The shadow may stretch beyond foreclosures. Zillow.com, a real estate tracking firm, revealed in a survey this week that a third of the nation’s 55 million homeowners would be somewhat likely to try to sell their homes in the next 12 months if the market improves. A large chunk of those are likely to be the 15 million or so US homeowners currently “underwater” on their mortgages – owing more than their home is worth.
“[A] lot of these home sellers will also be buyers so they will help some of the inventory,” writes Stan Humphries, a vice president in Zillow’s data-analytics division. But it’s also likely that some sellers will become renters or will downsize, so “this ‘shadow inventory’ represents more supply … than demand.”
The impact of short sales
So far, political appetite for a nationwide “principal reduction” bailout – forcing banks to reset principals to current, depreciated values – has waned.
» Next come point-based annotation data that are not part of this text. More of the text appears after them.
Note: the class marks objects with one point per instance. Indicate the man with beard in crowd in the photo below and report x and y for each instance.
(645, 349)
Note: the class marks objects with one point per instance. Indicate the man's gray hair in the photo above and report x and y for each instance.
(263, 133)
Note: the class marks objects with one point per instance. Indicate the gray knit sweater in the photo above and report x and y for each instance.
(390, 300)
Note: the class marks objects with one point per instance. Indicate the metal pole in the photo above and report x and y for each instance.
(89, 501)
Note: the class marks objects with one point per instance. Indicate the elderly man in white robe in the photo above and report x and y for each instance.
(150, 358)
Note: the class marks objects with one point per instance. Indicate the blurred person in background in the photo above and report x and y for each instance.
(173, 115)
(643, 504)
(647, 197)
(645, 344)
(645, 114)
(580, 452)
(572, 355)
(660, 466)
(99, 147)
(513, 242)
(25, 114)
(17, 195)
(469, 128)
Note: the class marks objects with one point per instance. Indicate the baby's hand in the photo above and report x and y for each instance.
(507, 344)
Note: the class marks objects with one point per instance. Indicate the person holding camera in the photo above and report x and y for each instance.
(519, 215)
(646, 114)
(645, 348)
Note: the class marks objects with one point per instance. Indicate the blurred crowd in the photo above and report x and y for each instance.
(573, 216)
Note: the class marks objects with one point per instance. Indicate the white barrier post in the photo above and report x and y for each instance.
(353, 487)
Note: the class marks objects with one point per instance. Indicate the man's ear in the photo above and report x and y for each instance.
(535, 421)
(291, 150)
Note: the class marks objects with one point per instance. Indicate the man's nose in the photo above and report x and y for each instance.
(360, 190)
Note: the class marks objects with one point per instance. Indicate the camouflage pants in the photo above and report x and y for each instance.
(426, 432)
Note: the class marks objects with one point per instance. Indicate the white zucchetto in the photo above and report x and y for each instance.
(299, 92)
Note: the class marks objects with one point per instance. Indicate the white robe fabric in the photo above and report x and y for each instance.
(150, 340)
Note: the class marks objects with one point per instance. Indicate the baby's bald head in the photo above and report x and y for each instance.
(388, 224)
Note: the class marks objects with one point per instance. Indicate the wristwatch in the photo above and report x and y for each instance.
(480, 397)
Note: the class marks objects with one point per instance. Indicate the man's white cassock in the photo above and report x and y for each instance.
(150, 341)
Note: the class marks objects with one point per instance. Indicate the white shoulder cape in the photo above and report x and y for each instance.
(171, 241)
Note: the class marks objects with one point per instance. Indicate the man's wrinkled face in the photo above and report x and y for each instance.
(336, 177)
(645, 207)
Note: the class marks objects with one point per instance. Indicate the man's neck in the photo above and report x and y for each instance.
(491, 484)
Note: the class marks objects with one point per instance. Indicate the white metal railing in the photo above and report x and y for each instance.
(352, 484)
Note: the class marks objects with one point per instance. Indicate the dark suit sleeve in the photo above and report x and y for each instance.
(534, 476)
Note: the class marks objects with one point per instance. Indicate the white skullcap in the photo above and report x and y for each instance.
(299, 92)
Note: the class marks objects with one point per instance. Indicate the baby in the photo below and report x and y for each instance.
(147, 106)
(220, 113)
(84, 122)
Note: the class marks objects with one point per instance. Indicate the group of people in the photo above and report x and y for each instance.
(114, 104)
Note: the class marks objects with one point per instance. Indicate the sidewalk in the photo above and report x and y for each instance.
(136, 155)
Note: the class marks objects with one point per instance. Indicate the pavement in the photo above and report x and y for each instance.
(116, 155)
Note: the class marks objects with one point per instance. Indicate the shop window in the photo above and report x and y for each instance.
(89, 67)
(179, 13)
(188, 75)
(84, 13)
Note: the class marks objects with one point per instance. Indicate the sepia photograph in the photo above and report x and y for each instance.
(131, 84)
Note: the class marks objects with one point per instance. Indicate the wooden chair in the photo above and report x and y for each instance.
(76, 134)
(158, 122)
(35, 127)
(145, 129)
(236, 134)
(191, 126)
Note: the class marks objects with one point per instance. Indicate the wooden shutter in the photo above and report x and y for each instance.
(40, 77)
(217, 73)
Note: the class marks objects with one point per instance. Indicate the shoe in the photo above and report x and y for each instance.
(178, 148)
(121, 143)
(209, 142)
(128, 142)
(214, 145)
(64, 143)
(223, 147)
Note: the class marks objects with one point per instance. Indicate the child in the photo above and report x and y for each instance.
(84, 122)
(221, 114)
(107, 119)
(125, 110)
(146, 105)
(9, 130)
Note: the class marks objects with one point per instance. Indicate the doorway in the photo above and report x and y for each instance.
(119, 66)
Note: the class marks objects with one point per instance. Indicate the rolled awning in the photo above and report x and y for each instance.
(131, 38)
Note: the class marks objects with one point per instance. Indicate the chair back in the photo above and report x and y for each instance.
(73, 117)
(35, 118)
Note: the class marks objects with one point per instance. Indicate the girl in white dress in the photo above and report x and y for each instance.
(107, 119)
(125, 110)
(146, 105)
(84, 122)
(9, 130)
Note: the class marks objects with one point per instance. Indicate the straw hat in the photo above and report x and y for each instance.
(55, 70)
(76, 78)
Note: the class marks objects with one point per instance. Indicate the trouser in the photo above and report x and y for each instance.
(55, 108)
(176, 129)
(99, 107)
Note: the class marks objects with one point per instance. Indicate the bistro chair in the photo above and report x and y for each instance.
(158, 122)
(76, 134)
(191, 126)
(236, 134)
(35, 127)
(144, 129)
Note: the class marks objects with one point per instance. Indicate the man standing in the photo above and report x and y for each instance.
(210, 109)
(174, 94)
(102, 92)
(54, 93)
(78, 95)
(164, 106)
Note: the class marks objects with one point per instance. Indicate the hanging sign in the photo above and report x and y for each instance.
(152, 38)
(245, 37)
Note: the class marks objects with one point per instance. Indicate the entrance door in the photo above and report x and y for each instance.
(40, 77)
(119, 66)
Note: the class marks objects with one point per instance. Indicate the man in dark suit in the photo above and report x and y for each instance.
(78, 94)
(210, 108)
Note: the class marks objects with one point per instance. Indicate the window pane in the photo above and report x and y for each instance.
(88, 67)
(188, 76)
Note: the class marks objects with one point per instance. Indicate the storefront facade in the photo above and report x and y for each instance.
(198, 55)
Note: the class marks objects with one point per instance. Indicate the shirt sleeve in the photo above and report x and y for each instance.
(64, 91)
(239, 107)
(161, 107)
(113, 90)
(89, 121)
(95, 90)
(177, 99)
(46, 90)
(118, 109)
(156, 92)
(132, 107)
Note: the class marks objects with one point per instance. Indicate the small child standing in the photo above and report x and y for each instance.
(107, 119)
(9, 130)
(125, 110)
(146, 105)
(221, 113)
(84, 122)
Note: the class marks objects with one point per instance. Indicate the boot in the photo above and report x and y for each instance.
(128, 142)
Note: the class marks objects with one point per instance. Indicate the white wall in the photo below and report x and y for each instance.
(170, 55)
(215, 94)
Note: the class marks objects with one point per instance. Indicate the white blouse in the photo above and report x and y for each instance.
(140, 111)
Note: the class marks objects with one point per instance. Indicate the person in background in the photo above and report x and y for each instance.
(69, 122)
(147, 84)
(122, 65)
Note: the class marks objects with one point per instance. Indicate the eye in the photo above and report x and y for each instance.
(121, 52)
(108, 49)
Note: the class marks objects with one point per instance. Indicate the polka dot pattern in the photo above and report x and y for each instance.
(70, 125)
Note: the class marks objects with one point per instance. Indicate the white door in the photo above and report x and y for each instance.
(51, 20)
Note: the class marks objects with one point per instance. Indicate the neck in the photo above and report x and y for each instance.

In its place, the Obama administration on May 14 outlined new rules for so-called “short sales” to help homeowners who don't qualify under last year's Help for Homeowners program, which Congress bolstered this week.
A short sale is a complex, acrimonious, and often unsuccessful process that allows homeowners to sell homes for less than they owe, while reducing the amount of credit damage to two years instead of five to seven years in a foreclosure.
The short-sale gambit “will push prices up, because people know that it’s a viable sale that will take place,” says Ron Farber, whose website, shortsaleplan.com, aims to help put the new Washington rules into play. “This’ll be helpful to the borrower, the real estate agent, the bank, and it’ll really help the economy.”
Whether it will help Tara Lane is another question, says Mehigan, the Surprise plumber. The one short sale in his quiet neighborhood led to a group of rough characters moving in. Mehigan called the police, and they retaliated after moving out by busting his windows and scrawling graffiti on his house.
Looking out on the empty street of low-slung adobe-style homes, Mehigan says, “This used to be a nice neighborhood where people got together, but now it’s a ghost town.”